Nach dem Schulterblick in den vorherigen Kapiteln ist Kapitel vier dann quasi der Blick in den Kopf der Autorinnen beim Programmieren oder wie eine Runde Pair Programming mit den beiden. Der Code wird Zeile für Zeile, und das im wortwörtlichen Sinne, also horizontal refactored. Wenn immer nur eine Zeile gleichzeitig angepasst werden darf, bedarf es natürlich zum Teil wiederum weiterer Tricks, wenn beispielsweise die Signatur einer Methode verändert wird, da sich dies natürlich auf weitere Stellen im Code auswirkt. Aber auch hierzu liefern die Autorinnen passende Antworten. Der Ansatz des horizontalen Refacortings mag pedantisch bis kleinteilig erscheinen, der Code bleibt so aber konstant »grün« und damit jederzeit auslieferbar. Jeder Schritt wird hier wie beim Bergsteigen abgesichert; auf dem Buchcover steht nicht umsonst »Code Responsibly«. Das Vorgehen in kleinen Schritten und strikte Anwenden einiger weniger Regeln führt darüber hinaus dazu, dass sich die relevanten fachlichen Konzepte nach und nach quasi wie von alleine aus dem Code offenbaren:

You don’t have to understand everything before you can do anything.

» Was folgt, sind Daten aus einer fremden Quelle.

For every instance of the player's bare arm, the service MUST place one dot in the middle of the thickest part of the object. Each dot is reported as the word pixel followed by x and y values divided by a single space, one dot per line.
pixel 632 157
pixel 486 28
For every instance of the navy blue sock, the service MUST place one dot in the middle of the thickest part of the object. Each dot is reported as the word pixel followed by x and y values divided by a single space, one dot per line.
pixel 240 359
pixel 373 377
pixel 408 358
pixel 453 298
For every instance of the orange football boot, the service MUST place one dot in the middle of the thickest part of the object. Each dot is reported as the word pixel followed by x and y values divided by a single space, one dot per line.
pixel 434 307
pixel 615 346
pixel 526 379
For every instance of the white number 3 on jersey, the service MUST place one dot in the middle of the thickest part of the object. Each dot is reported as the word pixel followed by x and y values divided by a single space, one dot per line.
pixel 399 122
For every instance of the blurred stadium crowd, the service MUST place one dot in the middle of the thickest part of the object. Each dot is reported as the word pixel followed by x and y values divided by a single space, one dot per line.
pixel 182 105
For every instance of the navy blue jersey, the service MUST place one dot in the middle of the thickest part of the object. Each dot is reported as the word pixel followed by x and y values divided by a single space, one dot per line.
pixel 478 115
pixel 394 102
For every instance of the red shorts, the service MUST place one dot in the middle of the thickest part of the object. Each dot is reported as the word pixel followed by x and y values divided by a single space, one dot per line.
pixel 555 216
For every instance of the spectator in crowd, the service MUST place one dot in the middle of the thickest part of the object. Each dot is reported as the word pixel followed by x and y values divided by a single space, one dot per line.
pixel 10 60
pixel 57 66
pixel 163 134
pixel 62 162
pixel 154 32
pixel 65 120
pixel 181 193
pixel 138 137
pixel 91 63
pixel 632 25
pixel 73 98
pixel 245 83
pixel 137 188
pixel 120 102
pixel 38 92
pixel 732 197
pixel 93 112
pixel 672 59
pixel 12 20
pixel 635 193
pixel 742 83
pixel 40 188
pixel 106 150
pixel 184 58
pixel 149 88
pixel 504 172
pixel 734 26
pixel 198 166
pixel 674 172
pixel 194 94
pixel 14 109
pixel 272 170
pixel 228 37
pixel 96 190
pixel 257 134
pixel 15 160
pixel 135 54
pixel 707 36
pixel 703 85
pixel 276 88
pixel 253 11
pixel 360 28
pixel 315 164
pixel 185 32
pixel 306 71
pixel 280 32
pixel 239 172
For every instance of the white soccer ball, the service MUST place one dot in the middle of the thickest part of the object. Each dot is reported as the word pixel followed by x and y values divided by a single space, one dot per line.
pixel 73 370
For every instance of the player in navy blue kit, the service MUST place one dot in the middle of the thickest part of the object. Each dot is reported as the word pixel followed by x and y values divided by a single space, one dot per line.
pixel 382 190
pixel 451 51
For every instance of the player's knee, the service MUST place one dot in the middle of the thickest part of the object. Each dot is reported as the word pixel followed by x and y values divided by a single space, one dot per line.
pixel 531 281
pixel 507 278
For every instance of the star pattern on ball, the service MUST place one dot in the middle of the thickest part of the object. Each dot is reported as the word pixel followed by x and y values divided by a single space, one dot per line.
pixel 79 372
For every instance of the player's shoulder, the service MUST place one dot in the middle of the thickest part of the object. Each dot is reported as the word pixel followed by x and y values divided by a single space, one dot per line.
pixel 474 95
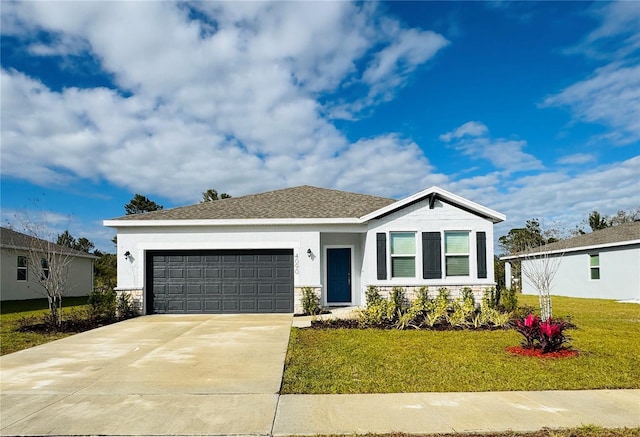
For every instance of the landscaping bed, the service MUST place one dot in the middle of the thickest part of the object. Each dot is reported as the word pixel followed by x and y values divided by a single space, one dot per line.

Kapitel fünf schwenkt mit »Seperating Responsibilities« dann weiter in Richtung Objektorientierung. Als Smalltalk- und somit OO-Veteranin geht Sandi zunächst den Conditionals an den Kragen. Muster im Code deuten den Primitive Obsession-Code Smell an, welchem dann mittels Extract Class-Refactoring der Garaus gemacht wird. Immutability wird vorgestellt und damit einhergehende, aber verfrühte Performance-Bedenken werden ausgeräumt:

Your goal is to optimize for ease of understanding while maintaining performance that’s fast enough. Don’t sacrifice readability in advance of having solid performance data.

Oder, um es mit Kent Becks Worten zu sagen:

Make it work. Make it right. Make it fast. …in that order.

Im abschließenden Kapitel sechs wird der bislang immer noch stark prozedurale Code dann objektorientiert. Das Liskovsche Substitutionsprinzip, Polymorphismus sowie Vererbung werden angewandt und erläutert, entsprechende Klassen für die Spezialfälle des Songs erzeugt und die verbleibenden Conditionals in eine Factory überführt:

Factories don’t know what to do: instead, they know how to choose who does. They consolidate the choosing and separate the chosen.

Da der Code jetzt Open ist, lässt sich auch die zusätzliche Anforderung aus Kapitel drei, welche den gesamten Refactoring-Prozess von »Shameless Green« in Gang gesetzt hat, getreu Kent Becks Motto einfach umsetzen:

Make the change easy (warning: this may be hard), than make the easy change.

Mittels Metaprogrammierung verschwinden dann noch die Conditionals aus der Factory und das alles erfolgt natürlich wieder Schritt für Schritt (»horizontal Refactoring«), sowie abgesichert durch Tests.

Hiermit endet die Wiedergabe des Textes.